REFORMA AGRARIA, KEBUTUHAN YANG MENDESAK



Isu landreform akhir-akhir ini menguat kembali, setelah rezim saat ini mempunyai rencana melaksanakan reformasi agraria secara bertahap mulai tahun 2007 sampai 2014 dengan pembagian tanah untuk rakyat miskin dan pengusaha seluas 8,15 juta ha (Kompas,13/12/2006). Di pelaksanaan istilah Landreform sering dipadankan dengan agrarian reform atau reforma agraria. Menurut Gunawan Wiradi(2000), istilah landreform atau redistributive land reform mengandung pengertian sebagai penataan kembali sebaran penguasaan tanah yang mencakup dua aspek yaitu tenure reform dan tenancy reform . Aspek pertama adalah dengan redistribusi lahan sedangkan aspek kedua berarti perbaikan dalam hal sewa, bagi hasil, gadai dll.

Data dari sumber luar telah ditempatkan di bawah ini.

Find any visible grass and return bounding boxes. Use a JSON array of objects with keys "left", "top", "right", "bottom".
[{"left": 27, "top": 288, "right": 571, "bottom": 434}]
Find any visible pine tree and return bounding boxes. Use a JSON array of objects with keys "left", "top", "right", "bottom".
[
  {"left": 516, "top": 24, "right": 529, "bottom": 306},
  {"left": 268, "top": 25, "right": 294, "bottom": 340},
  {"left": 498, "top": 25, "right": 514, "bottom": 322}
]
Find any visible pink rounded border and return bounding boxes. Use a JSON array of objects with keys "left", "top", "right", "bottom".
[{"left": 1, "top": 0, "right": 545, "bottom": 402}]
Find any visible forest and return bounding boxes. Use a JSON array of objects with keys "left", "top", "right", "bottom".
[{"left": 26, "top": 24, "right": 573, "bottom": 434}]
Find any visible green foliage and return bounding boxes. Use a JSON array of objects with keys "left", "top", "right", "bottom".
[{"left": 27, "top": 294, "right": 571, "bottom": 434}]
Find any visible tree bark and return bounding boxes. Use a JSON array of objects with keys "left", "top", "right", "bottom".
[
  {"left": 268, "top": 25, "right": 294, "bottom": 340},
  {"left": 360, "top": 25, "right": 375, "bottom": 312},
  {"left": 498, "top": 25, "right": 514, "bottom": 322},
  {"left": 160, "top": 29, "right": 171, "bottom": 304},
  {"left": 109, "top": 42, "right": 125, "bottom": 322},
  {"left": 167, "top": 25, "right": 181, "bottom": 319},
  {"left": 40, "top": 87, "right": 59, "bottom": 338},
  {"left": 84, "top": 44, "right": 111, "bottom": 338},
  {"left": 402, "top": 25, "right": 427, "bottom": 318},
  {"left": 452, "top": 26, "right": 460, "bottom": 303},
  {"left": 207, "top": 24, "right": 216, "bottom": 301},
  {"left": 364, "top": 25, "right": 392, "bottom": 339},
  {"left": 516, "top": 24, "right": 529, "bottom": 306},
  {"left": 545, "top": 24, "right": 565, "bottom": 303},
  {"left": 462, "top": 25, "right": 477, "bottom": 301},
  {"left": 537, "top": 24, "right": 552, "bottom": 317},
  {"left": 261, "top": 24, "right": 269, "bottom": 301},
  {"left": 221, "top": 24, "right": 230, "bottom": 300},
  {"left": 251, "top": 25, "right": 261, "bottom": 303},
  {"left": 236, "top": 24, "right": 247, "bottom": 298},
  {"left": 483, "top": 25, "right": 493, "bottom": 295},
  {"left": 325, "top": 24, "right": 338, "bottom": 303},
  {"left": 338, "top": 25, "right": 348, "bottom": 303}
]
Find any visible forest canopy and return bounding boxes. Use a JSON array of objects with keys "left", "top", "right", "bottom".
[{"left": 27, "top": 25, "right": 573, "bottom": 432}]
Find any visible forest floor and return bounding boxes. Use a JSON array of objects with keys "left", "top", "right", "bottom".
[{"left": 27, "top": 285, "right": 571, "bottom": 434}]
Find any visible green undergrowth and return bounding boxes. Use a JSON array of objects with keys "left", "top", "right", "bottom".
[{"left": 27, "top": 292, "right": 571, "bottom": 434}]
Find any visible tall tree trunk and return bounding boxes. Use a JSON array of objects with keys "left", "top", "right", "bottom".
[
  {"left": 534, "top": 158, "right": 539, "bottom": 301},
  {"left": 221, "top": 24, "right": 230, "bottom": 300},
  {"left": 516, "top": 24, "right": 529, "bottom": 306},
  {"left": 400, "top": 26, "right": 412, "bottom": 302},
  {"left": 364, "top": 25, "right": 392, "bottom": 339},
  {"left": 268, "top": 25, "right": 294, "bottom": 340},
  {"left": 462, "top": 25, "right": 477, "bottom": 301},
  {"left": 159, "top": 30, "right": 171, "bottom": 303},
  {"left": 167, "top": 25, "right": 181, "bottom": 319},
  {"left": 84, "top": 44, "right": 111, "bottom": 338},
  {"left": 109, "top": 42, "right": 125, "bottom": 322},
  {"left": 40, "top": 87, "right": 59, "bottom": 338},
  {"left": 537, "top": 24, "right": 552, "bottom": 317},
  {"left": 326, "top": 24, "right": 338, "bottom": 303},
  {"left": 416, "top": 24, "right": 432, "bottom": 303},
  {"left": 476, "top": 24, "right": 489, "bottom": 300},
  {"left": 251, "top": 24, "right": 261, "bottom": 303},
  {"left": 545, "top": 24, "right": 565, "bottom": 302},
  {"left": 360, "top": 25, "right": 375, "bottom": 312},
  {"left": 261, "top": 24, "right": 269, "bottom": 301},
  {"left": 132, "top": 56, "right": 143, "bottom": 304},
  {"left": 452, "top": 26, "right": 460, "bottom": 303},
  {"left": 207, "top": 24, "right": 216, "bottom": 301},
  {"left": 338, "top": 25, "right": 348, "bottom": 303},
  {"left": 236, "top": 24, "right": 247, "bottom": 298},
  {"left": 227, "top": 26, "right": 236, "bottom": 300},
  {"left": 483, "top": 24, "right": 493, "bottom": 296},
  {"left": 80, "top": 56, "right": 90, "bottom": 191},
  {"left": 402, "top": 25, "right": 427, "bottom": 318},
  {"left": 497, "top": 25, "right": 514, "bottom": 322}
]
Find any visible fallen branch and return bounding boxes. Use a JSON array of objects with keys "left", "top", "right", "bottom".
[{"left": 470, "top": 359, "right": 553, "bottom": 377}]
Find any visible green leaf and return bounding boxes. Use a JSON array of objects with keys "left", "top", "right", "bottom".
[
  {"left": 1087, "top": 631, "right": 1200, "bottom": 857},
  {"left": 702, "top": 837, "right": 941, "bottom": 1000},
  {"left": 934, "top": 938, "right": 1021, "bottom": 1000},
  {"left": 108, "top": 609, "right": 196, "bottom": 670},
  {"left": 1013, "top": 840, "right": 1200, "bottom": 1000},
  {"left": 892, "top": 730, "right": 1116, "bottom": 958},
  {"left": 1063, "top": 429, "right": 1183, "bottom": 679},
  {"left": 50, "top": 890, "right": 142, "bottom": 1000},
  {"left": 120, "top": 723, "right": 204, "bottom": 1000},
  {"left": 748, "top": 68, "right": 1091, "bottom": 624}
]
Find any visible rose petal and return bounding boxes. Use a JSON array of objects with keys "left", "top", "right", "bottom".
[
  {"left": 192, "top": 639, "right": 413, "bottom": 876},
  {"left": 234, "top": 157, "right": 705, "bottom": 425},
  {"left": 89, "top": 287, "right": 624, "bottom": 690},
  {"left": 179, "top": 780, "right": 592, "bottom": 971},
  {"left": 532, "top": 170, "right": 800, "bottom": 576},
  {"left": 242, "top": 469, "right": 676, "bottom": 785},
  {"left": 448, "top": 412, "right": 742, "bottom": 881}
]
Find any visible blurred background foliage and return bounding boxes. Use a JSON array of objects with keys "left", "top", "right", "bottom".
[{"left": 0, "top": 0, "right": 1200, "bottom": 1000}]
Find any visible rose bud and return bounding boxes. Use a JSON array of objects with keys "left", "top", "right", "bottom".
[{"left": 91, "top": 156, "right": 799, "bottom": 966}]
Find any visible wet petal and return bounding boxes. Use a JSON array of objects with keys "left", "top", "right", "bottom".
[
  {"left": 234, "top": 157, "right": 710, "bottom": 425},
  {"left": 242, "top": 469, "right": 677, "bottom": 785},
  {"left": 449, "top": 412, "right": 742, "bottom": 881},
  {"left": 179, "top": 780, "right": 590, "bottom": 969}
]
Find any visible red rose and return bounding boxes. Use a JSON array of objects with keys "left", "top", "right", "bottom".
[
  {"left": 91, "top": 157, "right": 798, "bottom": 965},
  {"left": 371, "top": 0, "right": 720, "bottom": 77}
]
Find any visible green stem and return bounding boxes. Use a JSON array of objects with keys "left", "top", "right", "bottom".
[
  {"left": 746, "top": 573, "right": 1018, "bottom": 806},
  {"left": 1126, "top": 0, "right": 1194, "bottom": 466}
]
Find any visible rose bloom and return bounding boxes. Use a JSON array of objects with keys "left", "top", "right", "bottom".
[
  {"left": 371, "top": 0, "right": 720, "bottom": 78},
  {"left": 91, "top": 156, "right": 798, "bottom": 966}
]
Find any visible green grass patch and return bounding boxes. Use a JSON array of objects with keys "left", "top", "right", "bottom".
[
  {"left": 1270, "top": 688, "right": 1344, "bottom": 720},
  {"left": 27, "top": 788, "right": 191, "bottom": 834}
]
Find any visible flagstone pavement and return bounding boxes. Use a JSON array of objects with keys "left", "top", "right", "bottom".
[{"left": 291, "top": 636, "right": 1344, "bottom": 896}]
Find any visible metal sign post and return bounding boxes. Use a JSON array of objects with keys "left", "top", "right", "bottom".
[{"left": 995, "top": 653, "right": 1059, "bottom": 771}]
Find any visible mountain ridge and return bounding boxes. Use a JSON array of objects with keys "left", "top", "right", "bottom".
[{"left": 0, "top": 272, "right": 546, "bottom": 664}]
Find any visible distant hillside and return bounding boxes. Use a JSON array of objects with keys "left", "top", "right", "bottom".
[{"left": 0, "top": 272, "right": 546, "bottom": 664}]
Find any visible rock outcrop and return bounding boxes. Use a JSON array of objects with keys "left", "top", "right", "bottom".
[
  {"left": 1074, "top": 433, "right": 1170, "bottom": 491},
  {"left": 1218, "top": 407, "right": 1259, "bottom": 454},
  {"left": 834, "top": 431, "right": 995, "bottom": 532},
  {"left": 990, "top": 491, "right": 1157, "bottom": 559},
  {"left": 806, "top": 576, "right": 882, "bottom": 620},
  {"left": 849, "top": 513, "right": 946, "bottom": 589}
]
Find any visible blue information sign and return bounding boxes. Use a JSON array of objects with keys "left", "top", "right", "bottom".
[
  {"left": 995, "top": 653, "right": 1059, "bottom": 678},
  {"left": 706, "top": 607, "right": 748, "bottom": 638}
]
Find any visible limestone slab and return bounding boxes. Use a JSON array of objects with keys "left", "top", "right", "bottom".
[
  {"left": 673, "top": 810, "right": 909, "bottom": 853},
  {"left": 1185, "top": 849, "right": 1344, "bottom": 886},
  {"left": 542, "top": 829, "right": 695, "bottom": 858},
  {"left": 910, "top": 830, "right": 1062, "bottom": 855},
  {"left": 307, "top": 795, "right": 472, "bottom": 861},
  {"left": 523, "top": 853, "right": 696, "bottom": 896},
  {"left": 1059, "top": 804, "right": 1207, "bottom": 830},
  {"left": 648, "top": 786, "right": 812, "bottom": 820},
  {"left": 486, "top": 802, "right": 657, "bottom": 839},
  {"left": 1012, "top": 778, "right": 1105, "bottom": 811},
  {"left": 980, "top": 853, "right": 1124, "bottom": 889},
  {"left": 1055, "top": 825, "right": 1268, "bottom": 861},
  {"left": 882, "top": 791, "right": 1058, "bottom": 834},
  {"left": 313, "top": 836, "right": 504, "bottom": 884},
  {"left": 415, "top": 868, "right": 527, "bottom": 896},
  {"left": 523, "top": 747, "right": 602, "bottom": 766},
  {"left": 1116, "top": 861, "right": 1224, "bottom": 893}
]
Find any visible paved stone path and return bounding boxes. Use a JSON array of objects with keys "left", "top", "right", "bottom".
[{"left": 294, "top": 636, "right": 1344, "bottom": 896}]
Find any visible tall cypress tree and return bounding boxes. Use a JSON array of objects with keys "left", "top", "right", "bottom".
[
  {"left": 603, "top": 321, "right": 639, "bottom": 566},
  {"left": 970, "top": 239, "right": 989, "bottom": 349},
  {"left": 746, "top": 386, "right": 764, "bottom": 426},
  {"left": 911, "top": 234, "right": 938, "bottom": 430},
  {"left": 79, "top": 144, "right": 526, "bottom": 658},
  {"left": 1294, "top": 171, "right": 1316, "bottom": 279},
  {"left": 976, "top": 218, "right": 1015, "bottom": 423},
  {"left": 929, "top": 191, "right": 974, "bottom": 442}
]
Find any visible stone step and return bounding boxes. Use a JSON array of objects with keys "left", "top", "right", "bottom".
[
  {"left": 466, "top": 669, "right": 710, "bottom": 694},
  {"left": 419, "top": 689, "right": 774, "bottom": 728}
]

Dalam perkembanganya land reform memperoleh konseptualisasi baru yang lebih luas sehingga secara popular diberi pengertian sama dengan istilah agrarian reform.

Memang sungguh aneh, negeri yang kaya akan sumber agraria ; tanahnya subur, lautnya penuh dengan beragam flora/fauna, kandungan buminya penuh dengan aneka bahan-bahan tambang dan wilayah udaranya yang luas. Justru sampai saat ini, rakyatnya banyak yang dihantui oleh penyakit busung lapar, kurang gizi dan kantong-kantong kemiskinan yang banyak tersebar di pelosok-pelosok pedesaan. Itu artinya rakyat negeri ini yang mayoritas kaum tani belum pernah merasakan nikmatnya arti kemerdekaan sejak Indonesia memproklamirkan kemerdekaan politiknya dari kekuasaan kolonial, karena secara ekonomi kaum tani kondisinya masih tetap dan jauh dari kategori sejahtera.

Era Kolonial

Bicara tentang landreform tidak lepas dengan politik agraria masa kolonial, sejak saat Raffles (1811-1816) dengan teori Domein-nya, yang menganggap bahwa semua tanah adalah milik raja atau pemerintah. Maka setiap petani diwajibkan membayar pajak sebesar 2/5 dari hasil tanah garapannya. Teori Raffles ini dipakai juga sebagai dasar pada zaman Van den Bosch dengan Cultuurstelsel-nya (sistem tanam paksa). Dengan menganggap semua tanah milik pemerintah kolonial maka para kepala desa dianggap menyewa kepada pemerintah, dan kepala desa meminjamkan kepada petani. Sehingga petani tidak membayar pajak 2/5, melainkan 1/5 dari tanahnya harus ditanami dengan tanaman yang ditentukan oleh pemerintah seperti kopi, tebu, tembakau dll. Serta wajib disetorkan kepada pemerintah.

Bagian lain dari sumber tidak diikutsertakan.